Here's a couple shots to show the difference between a hatchling and a yearling leopard tort.

Hatchling:






Yearling:





Thanks for looking...


----------



## Robert (Aug 20, 2011)

How do we know that isn't a giant iPhone?


----------



## dmmj (Aug 20, 2011)

Iphone? I thought it was a mirror.


----------



## CtTortoiseMom (Aug 20, 2011)

What is amazing is that you still have that phone! I lost one iPhone, soaked another and now I am on my third this year! 

Awsome pics! That is a ton of growth in a year!


----------



## ALDABRAMAN (Aug 20, 2011)

Nice.


----------



## ticothetort2 (Aug 20, 2011)

Hahaha, it's actually a Droid Incredible. Same model but not the same phone, we had a little accident and some how the old phone found it's way into the microwave, that's an insured replacement phone. 

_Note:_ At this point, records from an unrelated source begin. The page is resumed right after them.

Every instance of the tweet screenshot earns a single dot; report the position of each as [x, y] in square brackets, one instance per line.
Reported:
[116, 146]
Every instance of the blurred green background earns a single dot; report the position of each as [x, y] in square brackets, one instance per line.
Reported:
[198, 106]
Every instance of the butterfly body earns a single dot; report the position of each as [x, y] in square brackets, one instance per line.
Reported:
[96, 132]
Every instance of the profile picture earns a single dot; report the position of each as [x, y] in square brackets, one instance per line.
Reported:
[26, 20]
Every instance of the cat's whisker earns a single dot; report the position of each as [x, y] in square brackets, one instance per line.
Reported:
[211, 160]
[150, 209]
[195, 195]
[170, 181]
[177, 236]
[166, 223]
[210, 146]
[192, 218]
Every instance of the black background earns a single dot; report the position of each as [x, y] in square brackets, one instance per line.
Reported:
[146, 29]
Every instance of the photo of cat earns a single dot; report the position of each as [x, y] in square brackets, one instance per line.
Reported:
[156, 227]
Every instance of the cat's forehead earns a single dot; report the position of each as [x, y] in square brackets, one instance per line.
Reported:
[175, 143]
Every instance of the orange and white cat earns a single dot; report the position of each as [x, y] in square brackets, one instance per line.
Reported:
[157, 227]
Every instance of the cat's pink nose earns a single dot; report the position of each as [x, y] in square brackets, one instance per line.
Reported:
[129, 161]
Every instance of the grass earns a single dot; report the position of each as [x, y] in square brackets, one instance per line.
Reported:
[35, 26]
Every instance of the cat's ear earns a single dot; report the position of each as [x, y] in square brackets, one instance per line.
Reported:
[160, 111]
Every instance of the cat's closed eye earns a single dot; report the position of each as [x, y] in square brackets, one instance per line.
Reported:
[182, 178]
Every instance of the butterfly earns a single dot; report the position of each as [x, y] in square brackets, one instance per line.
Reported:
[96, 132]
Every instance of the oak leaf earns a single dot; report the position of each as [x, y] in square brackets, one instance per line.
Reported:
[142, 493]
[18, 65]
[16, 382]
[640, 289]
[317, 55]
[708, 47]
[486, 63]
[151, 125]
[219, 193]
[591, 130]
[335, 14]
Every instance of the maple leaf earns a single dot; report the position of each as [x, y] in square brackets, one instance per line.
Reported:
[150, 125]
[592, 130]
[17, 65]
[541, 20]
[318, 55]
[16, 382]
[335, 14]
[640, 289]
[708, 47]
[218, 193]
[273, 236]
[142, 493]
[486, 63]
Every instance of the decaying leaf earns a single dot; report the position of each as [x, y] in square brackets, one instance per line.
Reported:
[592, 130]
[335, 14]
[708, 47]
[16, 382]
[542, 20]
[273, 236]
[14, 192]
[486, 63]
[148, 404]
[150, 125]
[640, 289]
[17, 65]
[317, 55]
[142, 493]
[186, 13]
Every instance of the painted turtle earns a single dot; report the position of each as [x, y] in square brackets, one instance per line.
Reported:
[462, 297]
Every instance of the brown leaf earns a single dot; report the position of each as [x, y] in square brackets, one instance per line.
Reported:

By the way, I've learned that a remedy for a soaked phone is to bury it in a bowl of rice for a day. The rice will pull all the moisture out of the phone. Just make sure not to turn it on before putting it in rice.


----------



## Weda737 (Aug 20, 2011)

Lol I love the perfect little speckle in the middle of each scute.


----------



## tinkerbell1189 (Aug 21, 2011)

I can't believe the size difference over just a year!! Beautiful tort by the way


----------



## coreyc (Aug 21, 2011)

Tico is getting so big he looks awesome


----------



## John (Aug 21, 2011)

excellent comparison, wow that is one good looking leopard tortoise


----------



## hali (Aug 21, 2011)

owww beautiful x


----------



## ChiKat (Aug 21, 2011)

One of the most gorgeous Leopards I've ever seen  Love comparison pics!


----------



## ticothetort2 (Aug 21, 2011)

Yeah comparison pics are my favorite, love being able to see what I'm getting myself into!

Thanks everyone.


----------